Like Ripper said, you need to swap and listen and swap and listen and swap and listen.


----------



## ryant (Jan 4, 2007)

i have the new tung-sols in my jmp-1, they definitely improved it. Good sounding tubes for that preamp at least, makes it sound good though my mesa 2:100


----------



## RippingRudy (Feb 2, 2006)

I tried the new tung sol in my Mark III before I sold it. Compared to the sovtek and EH tubes that I also tried I found the following:

The Tung Sols were more crisp and articulate. It's hard to put it into words but it made the amp's top end clearer.

If you want a cleaner, more defined sound try them out.
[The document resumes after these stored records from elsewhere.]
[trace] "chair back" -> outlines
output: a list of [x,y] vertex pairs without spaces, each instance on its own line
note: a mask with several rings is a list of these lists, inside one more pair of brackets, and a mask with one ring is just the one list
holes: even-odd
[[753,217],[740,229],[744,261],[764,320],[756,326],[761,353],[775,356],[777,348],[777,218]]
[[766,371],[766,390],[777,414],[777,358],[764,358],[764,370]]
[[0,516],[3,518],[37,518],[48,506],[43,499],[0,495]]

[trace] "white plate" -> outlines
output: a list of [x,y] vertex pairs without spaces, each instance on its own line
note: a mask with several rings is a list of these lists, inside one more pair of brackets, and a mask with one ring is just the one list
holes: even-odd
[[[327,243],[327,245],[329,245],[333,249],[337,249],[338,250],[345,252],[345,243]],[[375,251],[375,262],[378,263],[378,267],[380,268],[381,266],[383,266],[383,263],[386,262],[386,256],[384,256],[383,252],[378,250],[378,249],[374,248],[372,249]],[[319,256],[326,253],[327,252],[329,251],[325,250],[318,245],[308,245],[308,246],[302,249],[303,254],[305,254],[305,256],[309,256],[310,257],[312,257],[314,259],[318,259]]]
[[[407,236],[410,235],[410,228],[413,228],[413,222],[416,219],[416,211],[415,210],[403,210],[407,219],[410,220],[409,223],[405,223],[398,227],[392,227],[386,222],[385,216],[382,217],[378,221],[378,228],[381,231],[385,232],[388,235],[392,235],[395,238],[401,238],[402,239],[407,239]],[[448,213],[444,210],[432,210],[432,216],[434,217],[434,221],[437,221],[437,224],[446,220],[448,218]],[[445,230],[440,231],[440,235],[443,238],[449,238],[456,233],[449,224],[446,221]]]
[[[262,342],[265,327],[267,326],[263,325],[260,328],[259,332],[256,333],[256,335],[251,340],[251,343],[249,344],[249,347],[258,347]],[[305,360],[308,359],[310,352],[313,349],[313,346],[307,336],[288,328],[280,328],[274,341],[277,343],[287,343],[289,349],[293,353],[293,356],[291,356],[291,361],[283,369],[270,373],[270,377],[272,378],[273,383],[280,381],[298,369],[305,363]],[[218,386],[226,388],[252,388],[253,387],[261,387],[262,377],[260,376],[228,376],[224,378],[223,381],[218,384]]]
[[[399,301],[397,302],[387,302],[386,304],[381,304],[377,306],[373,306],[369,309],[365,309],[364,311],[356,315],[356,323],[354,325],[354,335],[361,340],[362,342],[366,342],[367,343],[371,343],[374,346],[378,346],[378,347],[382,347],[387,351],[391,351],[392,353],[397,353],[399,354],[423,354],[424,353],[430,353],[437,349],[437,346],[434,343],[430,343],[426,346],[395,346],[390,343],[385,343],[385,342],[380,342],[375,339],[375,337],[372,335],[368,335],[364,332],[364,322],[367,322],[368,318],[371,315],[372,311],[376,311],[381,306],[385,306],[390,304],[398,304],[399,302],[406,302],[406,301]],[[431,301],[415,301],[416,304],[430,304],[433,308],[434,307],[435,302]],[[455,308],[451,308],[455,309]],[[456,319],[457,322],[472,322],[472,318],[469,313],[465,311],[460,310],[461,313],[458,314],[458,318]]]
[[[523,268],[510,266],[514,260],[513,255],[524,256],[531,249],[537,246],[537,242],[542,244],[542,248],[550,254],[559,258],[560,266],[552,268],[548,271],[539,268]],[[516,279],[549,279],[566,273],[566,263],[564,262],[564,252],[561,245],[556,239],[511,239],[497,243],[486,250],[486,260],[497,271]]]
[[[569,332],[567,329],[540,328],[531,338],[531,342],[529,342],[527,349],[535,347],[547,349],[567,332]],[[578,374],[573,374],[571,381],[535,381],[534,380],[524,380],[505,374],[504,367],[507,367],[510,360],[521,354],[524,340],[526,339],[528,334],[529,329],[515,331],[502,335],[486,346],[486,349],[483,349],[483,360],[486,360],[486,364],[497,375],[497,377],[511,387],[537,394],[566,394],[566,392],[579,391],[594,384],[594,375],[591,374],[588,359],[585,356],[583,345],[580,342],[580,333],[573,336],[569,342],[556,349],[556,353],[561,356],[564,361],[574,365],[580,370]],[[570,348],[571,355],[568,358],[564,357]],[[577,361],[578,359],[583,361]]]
When I say cleaner I don't mean less distortion - I mean more articulate and tighter.


----------



## PhilBelanger (Feb 3, 2006)

I retubed my Mark III based on some recommendation.
I got a tungsol in V1
V2 and V3 = JJ
V4 and V5 = Chines Ruby tubes.
I also have a quad of 6L6 in the power section and the amp sounds glorious.


----------



## Lemmy Hangslong (May 11, 2006)

I've got some older 60's Tung Sol preamp tubes. They have a greater presence and smooth things out for my Soldano Hot Rod 50.

Craig


----------



## Guest (Jan 12, 2007)

*tubes*

go tung sol.
theyre awesome preamp tubes that are a little bit on the higher price side of the 12ax7 scale.
chinese tubes just dont last, sure you'll get gobs of distortion... but you dont get much of a preamp tube for $7.

I've got a nice stash of RCA 7025s which is all I use in my '70s master volume marshalls.. great tubes !


I recently got in a marshall jub stack and it has sovteks best 12ax7 in it, cant think of the suffix attached to the number, but its supposed to be their quietest preamp tube.... they are a bit too microphonic for me, so I 'll be putting in some amperex 7025s 

if you got the money to spend siemens or telefunken are the only way to go..
I run those in my plexi.
but most would be sore pressed to hear any of the differences between any of the tubes I've just mentioned....

so again go tung sol.. you'll like 'em.


----------